The study’s protocol complied with the principles of the Declaration of Helsinki and the Code of Ethics of the World Medical Association for experiments that involve humans. The study protocol was approved by the Ethics Committee of Shinshu University School of Medicine, Matsumoto, Japan (#3665). Information concerning implementation of the research was published on the hospital website to provide patients with an opportunity to refuse participation.

Patient Diagnosis and Treatment Modalities

The diagnosis of sepsis was based on the definition of infection-induced systemic inflammatory response syndrome (SIRS),²⁵ which was used in our center during the study period.
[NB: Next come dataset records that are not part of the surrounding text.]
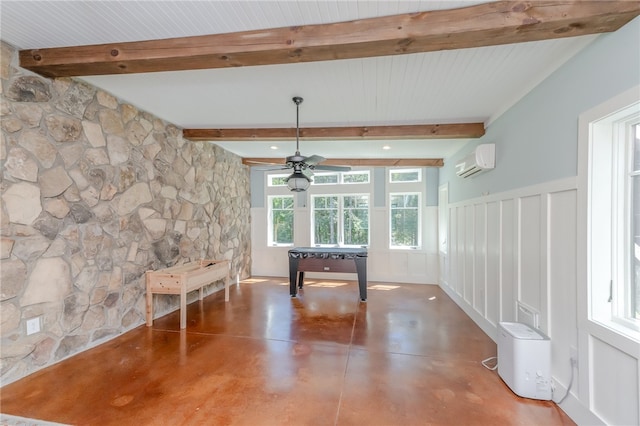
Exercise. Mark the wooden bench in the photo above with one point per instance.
(181, 279)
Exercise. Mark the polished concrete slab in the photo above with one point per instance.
(407, 356)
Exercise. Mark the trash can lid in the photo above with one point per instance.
(522, 331)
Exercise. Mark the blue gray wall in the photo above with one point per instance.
(537, 139)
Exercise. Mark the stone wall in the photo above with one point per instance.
(95, 192)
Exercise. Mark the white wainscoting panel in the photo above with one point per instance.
(530, 232)
(493, 263)
(522, 247)
(615, 384)
(480, 256)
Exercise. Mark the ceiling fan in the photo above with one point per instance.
(303, 166)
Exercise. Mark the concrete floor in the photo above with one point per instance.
(407, 356)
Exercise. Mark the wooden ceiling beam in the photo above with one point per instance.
(355, 162)
(423, 131)
(487, 24)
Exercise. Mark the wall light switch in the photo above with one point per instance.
(33, 325)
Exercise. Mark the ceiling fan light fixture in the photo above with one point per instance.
(298, 182)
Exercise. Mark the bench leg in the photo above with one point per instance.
(149, 307)
(226, 289)
(183, 307)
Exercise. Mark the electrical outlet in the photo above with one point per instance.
(33, 325)
(573, 354)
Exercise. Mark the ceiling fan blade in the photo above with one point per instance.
(313, 160)
(266, 168)
(333, 168)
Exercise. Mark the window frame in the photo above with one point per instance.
(419, 216)
(270, 224)
(340, 216)
(608, 192)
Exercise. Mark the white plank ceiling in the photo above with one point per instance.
(468, 85)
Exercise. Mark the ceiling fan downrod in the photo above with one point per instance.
(297, 100)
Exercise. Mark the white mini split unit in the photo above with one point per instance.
(481, 159)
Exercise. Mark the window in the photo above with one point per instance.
(340, 220)
(405, 175)
(614, 216)
(281, 220)
(404, 220)
(277, 180)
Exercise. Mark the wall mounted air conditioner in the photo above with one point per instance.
(481, 159)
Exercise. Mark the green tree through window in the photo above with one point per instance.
(281, 220)
(341, 220)
(405, 216)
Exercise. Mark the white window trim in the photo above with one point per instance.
(594, 225)
(404, 170)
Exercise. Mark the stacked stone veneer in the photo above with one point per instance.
(94, 193)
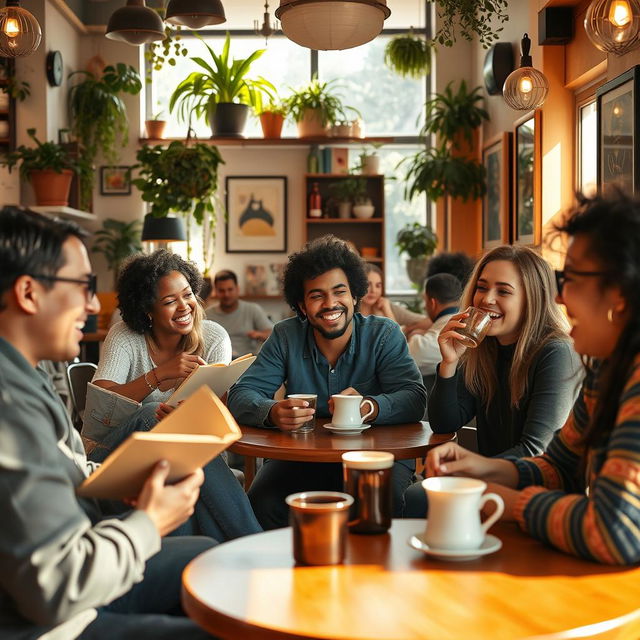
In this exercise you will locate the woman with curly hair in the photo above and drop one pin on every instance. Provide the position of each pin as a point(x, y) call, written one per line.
point(163, 337)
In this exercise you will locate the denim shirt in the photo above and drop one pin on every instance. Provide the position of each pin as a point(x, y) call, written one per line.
point(376, 363)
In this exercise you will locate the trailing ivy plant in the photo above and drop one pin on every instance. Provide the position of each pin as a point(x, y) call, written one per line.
point(471, 19)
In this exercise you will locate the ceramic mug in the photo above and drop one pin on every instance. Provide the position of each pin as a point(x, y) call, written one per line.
point(346, 410)
point(454, 512)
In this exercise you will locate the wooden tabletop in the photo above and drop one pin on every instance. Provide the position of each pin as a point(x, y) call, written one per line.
point(250, 588)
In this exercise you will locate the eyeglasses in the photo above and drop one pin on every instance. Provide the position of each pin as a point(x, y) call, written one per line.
point(561, 278)
point(91, 282)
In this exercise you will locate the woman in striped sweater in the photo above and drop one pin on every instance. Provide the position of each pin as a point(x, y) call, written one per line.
point(583, 495)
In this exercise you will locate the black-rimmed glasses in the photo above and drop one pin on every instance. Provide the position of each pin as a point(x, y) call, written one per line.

The diagnosis of DIC was based on the Japanese Association for Acute Medicine (JAAM-DIC) scoring system,^11,26,27 which includes the SIRS score, platelet count, prothrombin time, and fibrin/fibrinogen degradation products (FDP), or d-dimer levels. A JAAM-DIC score of ≥4 points indicates the presence of DIC. The d-dimer levels were measured using an automated latex agglutination test (Nanopia D-dimer; Sekisui Medical, Japan; normal limit: 1.0 μg/mL). Based on JAAM recommendations, d-dimer levels of 6.18 mg/mL and 13.26 mg/mL were converted to 10 μg/mL and 25 μg/mL FDP, respectively, in the scoring system.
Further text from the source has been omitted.